Second Exam Biochem 104b
Question 1
You work in a protein engineering lab and you want to redesign a protein to introduce a
new hydrogen bond to a solvent exposed carbonyl oxygen. Using computer graphics you
identify an alanine residue that, when replaced by a tyrosine, would allow the formation
of that new hydrogen bond. However, there are two possible conformations for the new
tyrosine side-chain.
In conformation 1 the tyrosine can form the hydrogen bond to the desired solventexposed backbone carbonyl, but the aromatic ring remains solvent exposed on all sides.
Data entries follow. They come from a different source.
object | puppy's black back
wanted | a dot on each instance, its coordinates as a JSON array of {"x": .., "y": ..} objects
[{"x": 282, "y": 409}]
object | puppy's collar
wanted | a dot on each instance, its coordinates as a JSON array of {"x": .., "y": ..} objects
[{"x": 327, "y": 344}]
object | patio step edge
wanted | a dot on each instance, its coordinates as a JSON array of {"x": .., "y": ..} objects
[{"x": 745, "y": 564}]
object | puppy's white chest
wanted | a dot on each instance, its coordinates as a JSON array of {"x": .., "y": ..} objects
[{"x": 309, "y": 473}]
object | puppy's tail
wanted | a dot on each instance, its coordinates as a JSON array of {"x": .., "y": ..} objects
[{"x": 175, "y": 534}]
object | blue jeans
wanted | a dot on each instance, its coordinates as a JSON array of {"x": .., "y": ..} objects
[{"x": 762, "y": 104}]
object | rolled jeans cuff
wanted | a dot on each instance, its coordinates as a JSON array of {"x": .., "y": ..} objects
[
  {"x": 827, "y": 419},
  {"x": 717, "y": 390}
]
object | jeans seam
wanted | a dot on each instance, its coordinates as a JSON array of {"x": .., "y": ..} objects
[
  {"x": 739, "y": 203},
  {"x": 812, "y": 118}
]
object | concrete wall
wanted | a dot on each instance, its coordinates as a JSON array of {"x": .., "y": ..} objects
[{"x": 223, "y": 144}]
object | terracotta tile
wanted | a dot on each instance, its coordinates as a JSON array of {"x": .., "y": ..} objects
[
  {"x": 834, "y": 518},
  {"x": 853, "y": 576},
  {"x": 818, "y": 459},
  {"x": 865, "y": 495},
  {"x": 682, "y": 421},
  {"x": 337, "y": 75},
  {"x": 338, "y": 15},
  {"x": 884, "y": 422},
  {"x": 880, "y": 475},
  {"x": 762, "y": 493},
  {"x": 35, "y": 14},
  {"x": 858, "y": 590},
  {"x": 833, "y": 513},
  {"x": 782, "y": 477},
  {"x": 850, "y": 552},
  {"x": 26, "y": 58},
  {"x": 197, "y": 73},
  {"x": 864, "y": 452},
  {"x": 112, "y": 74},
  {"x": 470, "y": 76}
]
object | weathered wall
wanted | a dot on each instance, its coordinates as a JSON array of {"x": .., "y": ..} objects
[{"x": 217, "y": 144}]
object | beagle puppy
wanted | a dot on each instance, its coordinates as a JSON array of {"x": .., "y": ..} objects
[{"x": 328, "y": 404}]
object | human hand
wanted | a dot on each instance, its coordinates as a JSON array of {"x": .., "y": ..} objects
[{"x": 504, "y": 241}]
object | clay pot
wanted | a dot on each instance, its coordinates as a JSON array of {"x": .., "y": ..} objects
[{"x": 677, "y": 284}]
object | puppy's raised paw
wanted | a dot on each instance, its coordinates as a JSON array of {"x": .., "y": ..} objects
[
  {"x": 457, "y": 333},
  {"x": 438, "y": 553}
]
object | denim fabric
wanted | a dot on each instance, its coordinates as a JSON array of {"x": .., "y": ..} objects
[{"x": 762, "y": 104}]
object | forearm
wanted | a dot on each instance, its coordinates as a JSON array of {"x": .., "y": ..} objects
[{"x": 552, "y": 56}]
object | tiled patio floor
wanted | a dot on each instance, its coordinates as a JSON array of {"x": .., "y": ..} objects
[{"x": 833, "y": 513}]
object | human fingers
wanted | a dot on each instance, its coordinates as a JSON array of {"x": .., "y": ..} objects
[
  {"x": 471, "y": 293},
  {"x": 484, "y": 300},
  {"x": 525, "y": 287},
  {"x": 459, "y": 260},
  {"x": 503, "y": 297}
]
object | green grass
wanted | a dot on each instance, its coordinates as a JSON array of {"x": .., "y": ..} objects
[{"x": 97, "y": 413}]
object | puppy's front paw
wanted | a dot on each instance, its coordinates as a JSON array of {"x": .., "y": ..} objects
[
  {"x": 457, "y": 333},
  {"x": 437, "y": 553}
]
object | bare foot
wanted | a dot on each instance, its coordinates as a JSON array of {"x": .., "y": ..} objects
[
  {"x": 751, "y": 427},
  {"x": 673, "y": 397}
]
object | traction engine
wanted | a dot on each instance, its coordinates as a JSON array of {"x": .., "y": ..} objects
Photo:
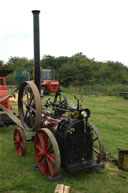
[{"x": 63, "y": 137}]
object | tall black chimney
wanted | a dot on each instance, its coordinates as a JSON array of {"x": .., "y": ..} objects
[{"x": 36, "y": 48}]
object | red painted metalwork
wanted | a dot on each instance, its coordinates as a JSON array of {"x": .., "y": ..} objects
[{"x": 4, "y": 89}]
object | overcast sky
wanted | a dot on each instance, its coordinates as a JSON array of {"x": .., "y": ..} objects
[{"x": 98, "y": 28}]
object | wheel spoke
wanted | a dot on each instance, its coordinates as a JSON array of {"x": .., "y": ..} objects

In conformation 2 the tyrosine side chain stacks on top of another aromatic side
chain. It is not clear how closely the two side-chains will pack, but it is clear that in
conformation 2 the interface between the two rings will be shielded completely from
solvent.
a) What interactions, if any, favor conformation 1 and 2.
Answer:
Conformation 1 would be favored by the hydrogen bond formed between the
tyrosine residue and the carbonyl. However, formation of this hydrogen bond
requires the disruption of other hydrogen bonds these two groups are forming
with solvent. Therefore forming this hydrogen bond should have essentially no
stabilizing effect.
In conformation 2 we burry two hydrophobic surfaces. That of the tyrosine and
that of the other aromatic side chain. The net effect is equivalent to burying an
aromatic ring in a hydrophobic environment.
b) Among those interactions there is one, for which the exact strength is hard to
estimate. What is that interaction and why is it hard to estimate?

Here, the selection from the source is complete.